Jamling will be in Australia from September to mid-October 2022

Not only did Jamling Tenzing Norgay make it to the top of the world’s most forbidding mountain - described by the Sherpa people as “The Mother Goddess of the World” - but he also helped capture it all on film.

As the Star of Director David Breashears Imax film Everest, Norgay helped to portray not only the physical challenges of the Mountain, but also the mental and spiritual challenges faced by the climbers.

Described as the “Titanic of Documentaries,” Everest has played to sold-out audiences across the country, capturing for the first time on large format film the breathtaking view from Everest’s summit. Filmed during the same spring that nine people on Everest died in a sudden storm, it depicts the selflessness exhibited by Norgay and his companions in risking their own lives to save their fellow climbers.
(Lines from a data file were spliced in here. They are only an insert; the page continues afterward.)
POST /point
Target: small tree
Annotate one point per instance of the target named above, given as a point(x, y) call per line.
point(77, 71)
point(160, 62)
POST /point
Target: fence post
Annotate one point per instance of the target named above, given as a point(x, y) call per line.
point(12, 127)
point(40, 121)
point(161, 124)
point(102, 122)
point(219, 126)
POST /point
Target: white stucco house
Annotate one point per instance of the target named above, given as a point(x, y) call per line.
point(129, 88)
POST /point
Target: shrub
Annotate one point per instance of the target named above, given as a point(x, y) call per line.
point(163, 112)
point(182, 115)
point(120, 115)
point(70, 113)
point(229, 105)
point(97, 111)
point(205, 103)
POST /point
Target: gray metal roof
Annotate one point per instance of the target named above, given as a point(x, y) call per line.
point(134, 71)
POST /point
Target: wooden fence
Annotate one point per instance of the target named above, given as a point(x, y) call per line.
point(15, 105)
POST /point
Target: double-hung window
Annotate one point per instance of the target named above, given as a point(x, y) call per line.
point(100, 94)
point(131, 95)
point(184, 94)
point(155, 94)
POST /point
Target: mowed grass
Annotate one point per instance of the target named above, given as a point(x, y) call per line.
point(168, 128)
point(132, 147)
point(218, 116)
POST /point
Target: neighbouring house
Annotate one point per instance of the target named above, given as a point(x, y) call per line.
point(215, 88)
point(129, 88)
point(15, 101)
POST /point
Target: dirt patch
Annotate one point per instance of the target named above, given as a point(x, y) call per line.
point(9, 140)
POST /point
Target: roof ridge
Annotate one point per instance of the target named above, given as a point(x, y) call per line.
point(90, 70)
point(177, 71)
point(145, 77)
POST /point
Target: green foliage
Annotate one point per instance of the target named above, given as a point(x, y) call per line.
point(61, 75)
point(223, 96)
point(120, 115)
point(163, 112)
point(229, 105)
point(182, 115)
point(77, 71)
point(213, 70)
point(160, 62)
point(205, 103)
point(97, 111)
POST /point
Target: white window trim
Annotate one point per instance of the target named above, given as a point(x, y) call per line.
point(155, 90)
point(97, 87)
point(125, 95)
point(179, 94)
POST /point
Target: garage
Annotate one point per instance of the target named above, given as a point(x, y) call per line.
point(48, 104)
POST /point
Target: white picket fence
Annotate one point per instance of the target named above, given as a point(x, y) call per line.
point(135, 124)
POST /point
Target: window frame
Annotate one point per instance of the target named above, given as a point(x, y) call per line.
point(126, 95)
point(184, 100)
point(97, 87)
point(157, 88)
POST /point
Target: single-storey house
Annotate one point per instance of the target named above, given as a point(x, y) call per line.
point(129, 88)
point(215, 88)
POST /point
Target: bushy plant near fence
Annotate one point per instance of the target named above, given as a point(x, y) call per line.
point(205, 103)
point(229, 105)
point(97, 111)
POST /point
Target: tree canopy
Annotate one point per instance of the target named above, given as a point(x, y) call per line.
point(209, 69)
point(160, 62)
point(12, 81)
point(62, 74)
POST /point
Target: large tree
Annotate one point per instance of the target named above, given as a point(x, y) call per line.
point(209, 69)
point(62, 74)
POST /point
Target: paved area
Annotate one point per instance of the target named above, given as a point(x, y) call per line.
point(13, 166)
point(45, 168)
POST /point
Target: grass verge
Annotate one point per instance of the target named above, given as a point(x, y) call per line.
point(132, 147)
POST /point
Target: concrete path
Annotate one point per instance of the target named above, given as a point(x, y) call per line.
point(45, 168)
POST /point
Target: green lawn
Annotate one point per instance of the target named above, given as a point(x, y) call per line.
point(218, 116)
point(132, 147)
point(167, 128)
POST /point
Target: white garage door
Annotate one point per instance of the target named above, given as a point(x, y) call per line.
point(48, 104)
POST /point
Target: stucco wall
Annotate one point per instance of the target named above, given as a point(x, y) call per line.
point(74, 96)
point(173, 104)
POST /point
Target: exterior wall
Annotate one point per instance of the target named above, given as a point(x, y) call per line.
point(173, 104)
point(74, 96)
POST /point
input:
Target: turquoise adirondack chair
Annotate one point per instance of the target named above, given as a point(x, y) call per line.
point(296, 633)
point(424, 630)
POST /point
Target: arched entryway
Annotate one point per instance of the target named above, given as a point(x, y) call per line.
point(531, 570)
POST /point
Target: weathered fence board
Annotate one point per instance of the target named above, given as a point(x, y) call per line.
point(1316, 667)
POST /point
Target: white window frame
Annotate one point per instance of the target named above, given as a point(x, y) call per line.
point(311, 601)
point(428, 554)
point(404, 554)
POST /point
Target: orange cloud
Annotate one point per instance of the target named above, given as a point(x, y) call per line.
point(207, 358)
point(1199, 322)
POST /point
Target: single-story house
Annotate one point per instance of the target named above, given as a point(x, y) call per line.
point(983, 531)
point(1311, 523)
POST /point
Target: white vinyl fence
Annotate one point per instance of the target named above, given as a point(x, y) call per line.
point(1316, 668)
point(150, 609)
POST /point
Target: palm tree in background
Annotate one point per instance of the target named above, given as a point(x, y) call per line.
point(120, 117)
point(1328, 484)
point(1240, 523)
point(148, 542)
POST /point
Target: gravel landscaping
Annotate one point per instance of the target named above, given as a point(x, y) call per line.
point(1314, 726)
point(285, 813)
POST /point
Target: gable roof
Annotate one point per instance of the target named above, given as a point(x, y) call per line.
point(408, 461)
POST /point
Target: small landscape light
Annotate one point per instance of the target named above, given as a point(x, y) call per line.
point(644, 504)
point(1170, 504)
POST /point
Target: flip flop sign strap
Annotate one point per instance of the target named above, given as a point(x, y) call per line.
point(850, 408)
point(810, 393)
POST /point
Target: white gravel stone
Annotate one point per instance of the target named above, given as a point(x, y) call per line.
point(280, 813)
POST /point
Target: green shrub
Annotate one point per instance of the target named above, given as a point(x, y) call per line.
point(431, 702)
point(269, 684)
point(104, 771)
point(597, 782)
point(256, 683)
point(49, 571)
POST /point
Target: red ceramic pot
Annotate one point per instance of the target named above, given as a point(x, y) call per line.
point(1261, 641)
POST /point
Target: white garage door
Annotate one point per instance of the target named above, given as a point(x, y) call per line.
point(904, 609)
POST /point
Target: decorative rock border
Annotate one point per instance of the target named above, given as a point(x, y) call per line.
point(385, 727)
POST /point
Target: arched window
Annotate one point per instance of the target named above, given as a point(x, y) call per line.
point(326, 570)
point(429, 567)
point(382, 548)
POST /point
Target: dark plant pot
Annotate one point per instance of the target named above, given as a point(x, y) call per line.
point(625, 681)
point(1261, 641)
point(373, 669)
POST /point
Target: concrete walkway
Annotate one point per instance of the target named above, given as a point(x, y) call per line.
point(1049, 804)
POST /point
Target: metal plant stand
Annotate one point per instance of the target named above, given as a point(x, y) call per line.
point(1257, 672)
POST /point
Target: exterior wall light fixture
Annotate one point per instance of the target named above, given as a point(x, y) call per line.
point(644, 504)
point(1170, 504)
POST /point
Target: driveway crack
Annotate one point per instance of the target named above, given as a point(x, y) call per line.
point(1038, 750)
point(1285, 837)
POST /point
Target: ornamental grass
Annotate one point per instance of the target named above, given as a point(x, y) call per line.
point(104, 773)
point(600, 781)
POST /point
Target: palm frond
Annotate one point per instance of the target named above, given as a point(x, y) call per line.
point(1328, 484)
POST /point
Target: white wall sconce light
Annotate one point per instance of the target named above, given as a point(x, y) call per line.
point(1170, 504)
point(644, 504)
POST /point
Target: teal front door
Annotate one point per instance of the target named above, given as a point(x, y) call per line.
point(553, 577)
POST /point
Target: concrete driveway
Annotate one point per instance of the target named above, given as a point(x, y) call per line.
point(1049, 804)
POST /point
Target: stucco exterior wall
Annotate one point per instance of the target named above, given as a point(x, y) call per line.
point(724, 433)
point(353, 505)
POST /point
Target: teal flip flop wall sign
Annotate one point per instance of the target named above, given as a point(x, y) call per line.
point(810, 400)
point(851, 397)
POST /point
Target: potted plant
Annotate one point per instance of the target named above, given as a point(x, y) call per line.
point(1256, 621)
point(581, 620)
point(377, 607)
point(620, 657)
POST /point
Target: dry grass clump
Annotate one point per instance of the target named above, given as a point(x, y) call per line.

While filming on the mountain, Jamling thought often about his father, trying to imagine what he had gone through in the early days. ”It was much harder then,” Norgay said. “There was no route; he and (Hillary) didn’t even know if the summit was achievable. Many had failed.”
On his summit day, as the younger Norgay approached “The Balcony” (at 27,000 feet Hillary ‘s and his father’s last camp), Norgay looked for remnants -but of course, there was nothing but snow and ice.” I never felt so strong in my life. It was as if my father’s spirit was with me,” he says, describing his conditions as he inched closer to the top.” Just when I thought I’d never get there, I saw Ed Viesturs coming down and he said, ‘Hey, it’s right there”.

Norgay recalls feeling so happy that he cried. A Buddhist, he planted a lungta (prayer flag) and photos of the Dalai Lama and his late parents in the pristine summit snow. Then, just as his father had done 43 years earlier, he left a small toy of his daughter ‘s and struck “the pose” - the same dignified stance his father had assumed in 1953, which had etched an indelible image in the minds of the millions who had read about it afterward.

Current Work:

Norgay released his book Touching My Father’s Soul in the spring of 2001 in San Francisco, and it has been released in 18 languages since then. The story of his Father, told by Jamling, is enthralling. Few have heard it and even fewer know it. When Jamling was a child, Tenzing told his family ‘I climb so you do not have to’. Today, often asked if there are more big summits in his future, Jamling’s response is as simple as that of his father - ‘I promised my wife that after Everest, I would never climb again, I will not break my word’.

Today Norgay runs his adventure travel company “Tenzing Norgay Adventures” in Darjeeling, India and has been instrumental in bringing much needed social services to many of the more remote Himalayan villages.

A frequent speaker in the US and UK, Jamling is now coming to Australia for the first time, to tell us his story.

Talking Points

Touching My Father’s Soul - An Odyssey to the Top of Everest

Jamling uses expedition slides to illustrate not only the organization and dynamics of the IMAX Filming team’s Everest climb, but he explores the natural and human events that led to the loss of 8 climbers in one storm and 12 climbers over the season. The IMAX team responded to the tragedy skillfully and compassionately, by shifting gears and immediately dedicating all of their oxygen and resources to the rescue. Two weeks later, following intense soul searching, consultation with Jamling’s family priest and study of weather conditions, they reached the top with the IMAX camera. One seldom sees such a level of organization and team effort: to film from the summit required that 11 people reach the top along with the camera, while 40 others delivered supplies and provided critical backup.

Throughout, Jamling interweaves the little known story of his father’s historic first ascent in 1953, with Edmund Hillary, and shows how the mountain has changed in the past half-century - and how it hasn’t.